Найти тему
Издательство Libra Press

Вор вырвался из рук моих и бросился на меня

Донесение в нарвскую городовую полицию отставного коллежского асессора Фаддея Венедиктова Булгарина (18-го сентября 1837 года)

Проезжая из Дерпта в С.-Петербург, в расстоянии около 200 шагов от Нарвского предместья, жена моя (здесь Елена Ивановна Булгарина (фон Иде) увидала, что чужой человек сидит за нашим экипажем и работает, чтоб отвязать пак. Это было между 7 и 8 часами вечера, в сумерки.

Жена моя закричала: "Вор", но человек не слез, а когда я приказал остановиться и соскочил с линейки, то вор соскочил вместе со мною. Это случилось в конце фурштата. Я схватил вора за грудь. Он был в белом нагольном тулупе и в черной барашковой шапочке, наподобие фески.

Вор, отрываясь от меня и таща меня за собою, поскользнулся и упал в ров. Я не пускал его, крича "Караул", но хотя в доме противолежащем было множество народу и на крик мой человек 20 показалось в открытых окнах, но никто не двинулся с места.

Вор также звал на помощь какого-то Александра. Явился человек в сибирке, бледный и худощавый, без бороды. Вор, пользуясь моей усталостью, вырвался из рук моих и бросился на меня как бешеный, сперва ухватил меня за лицо и расцарапал, потом, не дав опомниться, нанес чем-то крепким, вероятно, камнем, удар в голову, от которого я почти замертво упал на землю.

Ко мне прибежал на помощь находящийся при мне частным секретарём дворянин Игнатьев, но получил от вора такой удар в грудь, что едва перевел дух. В это время почтовые лошади, испугавшись крика, убежали с экипажем, и я остался среди большой дороги, почти без чувств, в руках двух разбойников, которые продолжали бить меня в голову, вероятно имея желание умертвить.

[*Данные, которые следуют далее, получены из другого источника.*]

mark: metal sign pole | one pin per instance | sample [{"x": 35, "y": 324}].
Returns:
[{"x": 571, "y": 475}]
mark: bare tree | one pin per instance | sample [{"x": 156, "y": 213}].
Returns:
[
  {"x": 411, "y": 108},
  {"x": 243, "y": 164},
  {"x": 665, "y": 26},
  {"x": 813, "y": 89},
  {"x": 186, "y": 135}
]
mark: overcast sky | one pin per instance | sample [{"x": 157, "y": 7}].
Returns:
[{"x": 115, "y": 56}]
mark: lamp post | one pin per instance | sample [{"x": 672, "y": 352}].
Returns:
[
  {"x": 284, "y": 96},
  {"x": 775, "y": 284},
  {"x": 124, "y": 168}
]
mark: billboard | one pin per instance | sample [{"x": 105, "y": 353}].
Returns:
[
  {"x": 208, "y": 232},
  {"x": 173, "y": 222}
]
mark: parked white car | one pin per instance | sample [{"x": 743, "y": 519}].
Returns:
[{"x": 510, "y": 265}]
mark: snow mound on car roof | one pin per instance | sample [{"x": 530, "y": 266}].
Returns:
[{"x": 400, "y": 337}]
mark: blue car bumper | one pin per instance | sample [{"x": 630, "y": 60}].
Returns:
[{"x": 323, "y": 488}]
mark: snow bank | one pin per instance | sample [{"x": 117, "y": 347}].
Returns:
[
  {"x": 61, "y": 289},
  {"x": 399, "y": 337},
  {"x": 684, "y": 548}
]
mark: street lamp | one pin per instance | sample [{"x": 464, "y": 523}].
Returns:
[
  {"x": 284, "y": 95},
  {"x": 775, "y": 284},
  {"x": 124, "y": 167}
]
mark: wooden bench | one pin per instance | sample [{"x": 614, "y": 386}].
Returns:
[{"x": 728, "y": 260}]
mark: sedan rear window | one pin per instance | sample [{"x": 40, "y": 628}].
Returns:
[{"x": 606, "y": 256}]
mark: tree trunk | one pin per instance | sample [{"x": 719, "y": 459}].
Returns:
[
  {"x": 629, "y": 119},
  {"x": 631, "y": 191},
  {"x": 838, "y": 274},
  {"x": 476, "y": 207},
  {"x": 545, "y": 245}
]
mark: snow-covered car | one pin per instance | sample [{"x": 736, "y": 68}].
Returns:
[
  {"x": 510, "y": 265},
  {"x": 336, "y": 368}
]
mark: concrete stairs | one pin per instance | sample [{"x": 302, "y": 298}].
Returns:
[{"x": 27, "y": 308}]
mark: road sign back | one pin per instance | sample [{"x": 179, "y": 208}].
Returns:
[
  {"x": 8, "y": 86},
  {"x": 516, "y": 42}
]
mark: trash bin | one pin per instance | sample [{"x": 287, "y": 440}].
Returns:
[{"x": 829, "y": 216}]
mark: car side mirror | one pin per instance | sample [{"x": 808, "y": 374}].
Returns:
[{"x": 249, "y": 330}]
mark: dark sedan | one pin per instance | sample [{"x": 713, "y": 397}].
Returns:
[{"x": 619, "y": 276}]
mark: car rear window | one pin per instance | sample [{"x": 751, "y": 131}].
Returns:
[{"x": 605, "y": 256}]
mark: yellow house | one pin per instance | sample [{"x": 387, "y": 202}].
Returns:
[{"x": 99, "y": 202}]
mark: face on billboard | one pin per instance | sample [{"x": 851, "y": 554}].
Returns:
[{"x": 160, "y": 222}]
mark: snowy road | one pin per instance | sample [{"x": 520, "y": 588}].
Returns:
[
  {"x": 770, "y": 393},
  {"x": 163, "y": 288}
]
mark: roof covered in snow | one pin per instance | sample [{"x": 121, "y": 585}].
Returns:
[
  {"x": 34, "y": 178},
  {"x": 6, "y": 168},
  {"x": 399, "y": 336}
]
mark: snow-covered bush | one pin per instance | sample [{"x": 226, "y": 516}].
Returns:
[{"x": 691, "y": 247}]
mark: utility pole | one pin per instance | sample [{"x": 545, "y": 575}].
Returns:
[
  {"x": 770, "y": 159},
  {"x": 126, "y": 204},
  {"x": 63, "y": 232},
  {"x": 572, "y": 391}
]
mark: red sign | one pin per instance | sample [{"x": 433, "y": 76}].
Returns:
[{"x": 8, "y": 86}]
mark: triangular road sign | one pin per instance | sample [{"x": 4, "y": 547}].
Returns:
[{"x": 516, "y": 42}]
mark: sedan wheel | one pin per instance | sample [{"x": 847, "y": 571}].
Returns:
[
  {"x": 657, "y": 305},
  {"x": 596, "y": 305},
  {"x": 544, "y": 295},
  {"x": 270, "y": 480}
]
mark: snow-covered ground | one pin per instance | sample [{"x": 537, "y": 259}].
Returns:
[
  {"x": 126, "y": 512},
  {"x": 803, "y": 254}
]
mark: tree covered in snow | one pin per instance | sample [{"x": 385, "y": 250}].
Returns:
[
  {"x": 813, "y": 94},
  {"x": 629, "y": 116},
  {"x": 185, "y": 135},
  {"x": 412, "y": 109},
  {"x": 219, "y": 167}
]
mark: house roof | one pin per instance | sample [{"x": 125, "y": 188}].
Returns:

По счастью, на мне была шапка, туго набитая ватой, а сверх того, я, по инстинкту, видя смерть пред глазами, накрыл голову сюртуком на вате, а потому череп не пробит разбойниками. Между тем, возвратился мой экипаж, и жена моя привезла на помощь двух солдат, неизвестно какой команды, которые вместо того, чтобы помогать мне, посмотрели в лицо вору и приняли его сторону.

Вор еще более ободрился и сказал мне, как я смел назвать его мошенником, когда он хозяин дома. Но фамилии своей не сказывал. Женщина, стоявшая на улице в нагольном тулупе, шепнула мне, что пойманный мною вор называется Сельский.

Он спокойно пошел в дом, отворил окно и смотрел на нас, произнося ругательства. Я подошел к нему под окно, чтобы всмотреться в него, а народ сказал мне, что это точно Сельский. Он был полупьян и с удивительной дерзостью ругался и призывал охотников убивать немцев, почитая меня немцем, потому что я говорил по-немецки с женой.

Надо быть лишенным ума, чтобы остановиться на большой дороге и броситься на человека, обвиняя его в воровстве. Следовательно, невозможно даже предполагать, что я напрасно обвинял Сельского, когда 6 особ, бывших в экипаже, видели, как он сидел за экипажем.

Говорят здесь, что одна дочь Сельского в замужестве за священником, а другая за богатым купцом, и хотя он известен, как человек дурной нравственности, но что он выпутается, хотя уличён в намерении отрезать пак и в разбое на большой дороге.

Надеясь на правосудие нарвской полиции, я долгом поставляю известиться о сделанном Сельским преступлении и по приезде в Петербург доведу о случившемся до сведения господ шефа жандармов (здесь А. Х. Бенкендорфа), министра внутренних дел (здесь Д. Н. Блудова), военного генерал-губернатора (здесь Петр Кириллович Эссен) и гражданского губернатора, чтоб удалением Сельского из города и примерным наказанием его за увечье дворянина и покушение к воровству избавить других проезжающих от угрожающей им опасности.

В городе Нарве, 18-го сентября 1837 года. Подписал коллежский асессор Фаддей Булгарин.

Примечание. Женщина, сказавшая мне, что пойманный мною вор есть Сельский, называется Авдотья. Я и вышеупомянутый дворянин Игнатьев видели Сельского в окне его собственного дома и узнали его. Все показанное готов я утвердить присягой.

Авдотью мы нашли потом в доме Сельского. Кроме причиненного мне сельским увечья, от которого стражду и совершенно болен, Сельский разорвал на мне и на дворянине Игнатьеве шинели и сюртуки.